New Delhi: Real estate developers expect home prices to rise by at least 25 per cent in Noida Extension as the government's approval to Greater Noida master plan has paved the way for start of construction, which was stalled for over a year in the area.
The National Capital Region Planning Board (NCRPB) has given its nod for master plan, which was made mandatory by a court order in October 2011 for any construction activity in Noida Extension, a newly proposed residential hub in the NCR.
About 2.5 lakh homes have already been launched, of which about 1.5 lakh were sold even before construction work stopped about a year ago on farmers protest.
"The housing demand in Noida Extension is going to be very high after NCRPB approval, while supply is very weak.
Prices are bound to increase because of various factors such as hike in compensation to farmers and rising input cost," Amrapali Chairman and Managing Director Anil Sharma told PTI.
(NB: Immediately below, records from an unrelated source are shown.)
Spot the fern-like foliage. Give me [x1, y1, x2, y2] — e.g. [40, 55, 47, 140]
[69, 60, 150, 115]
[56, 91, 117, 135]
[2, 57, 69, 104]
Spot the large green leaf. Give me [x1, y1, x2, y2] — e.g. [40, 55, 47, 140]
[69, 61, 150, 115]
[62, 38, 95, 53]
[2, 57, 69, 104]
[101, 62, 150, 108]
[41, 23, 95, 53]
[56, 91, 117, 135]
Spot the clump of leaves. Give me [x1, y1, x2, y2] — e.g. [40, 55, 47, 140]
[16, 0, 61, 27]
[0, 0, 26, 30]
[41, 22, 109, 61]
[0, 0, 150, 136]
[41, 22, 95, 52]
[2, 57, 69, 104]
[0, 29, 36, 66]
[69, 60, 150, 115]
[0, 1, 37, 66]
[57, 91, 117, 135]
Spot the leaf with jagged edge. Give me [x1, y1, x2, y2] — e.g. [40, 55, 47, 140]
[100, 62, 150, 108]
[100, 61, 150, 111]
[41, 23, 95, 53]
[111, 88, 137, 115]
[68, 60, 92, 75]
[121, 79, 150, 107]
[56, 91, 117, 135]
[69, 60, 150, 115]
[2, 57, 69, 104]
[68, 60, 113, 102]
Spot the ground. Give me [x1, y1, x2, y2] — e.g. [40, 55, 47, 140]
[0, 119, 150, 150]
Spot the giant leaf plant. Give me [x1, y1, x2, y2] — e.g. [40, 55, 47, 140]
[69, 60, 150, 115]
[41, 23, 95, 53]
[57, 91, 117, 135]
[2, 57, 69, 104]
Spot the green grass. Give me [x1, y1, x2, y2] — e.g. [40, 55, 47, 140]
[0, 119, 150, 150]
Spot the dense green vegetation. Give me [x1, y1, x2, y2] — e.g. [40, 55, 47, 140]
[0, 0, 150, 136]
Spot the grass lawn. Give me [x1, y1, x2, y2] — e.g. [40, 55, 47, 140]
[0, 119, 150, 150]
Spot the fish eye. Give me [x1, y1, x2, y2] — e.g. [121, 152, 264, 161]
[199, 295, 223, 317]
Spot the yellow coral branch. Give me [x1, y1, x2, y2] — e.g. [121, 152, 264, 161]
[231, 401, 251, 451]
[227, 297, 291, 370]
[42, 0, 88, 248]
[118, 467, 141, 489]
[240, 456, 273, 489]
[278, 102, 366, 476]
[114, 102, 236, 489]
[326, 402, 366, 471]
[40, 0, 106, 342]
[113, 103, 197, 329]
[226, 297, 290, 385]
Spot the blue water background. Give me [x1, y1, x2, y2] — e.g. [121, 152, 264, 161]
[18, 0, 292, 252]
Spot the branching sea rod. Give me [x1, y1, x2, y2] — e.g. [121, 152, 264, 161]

Sharma said the prices would go up by about 25 per cent. "Prices were Rs 2,100-2,200 a sq ft in this region last year. Now we expect the same to go up to about Rs 2,600 per sq ft".
Another major developer in this area Supertech also felt that construction would start by September 15 and prices would go up by 35-40 per cent compared to last year.
"We were selling homes at Rs 2,300 per sq ft in May last year when farmers protest started on land acquisition issue.
Now, we will launch projects at Rs 3,200 per sq ft in Noida Extension," Supertech Chairman R K Arora said.
The cost of construction materials and interest rate have gone up sharply in last one and a half years, Arora added.
Property consultant Jones Lang LaSalle (JLL) India is also of the view that prices would go up in Noida Extension, but rates would still be cheaper than Noida and Greater Noida.
"This area has been considered as region of affordable homes. Lot of burden has to be borne by the developers. So there will be little bit of price increase," JLL India CEO (Operations) Santosh Kumar said, but declined to give any percentage.
He noted that demand would be much higher and there would be an opportunity for both investors as well as end users.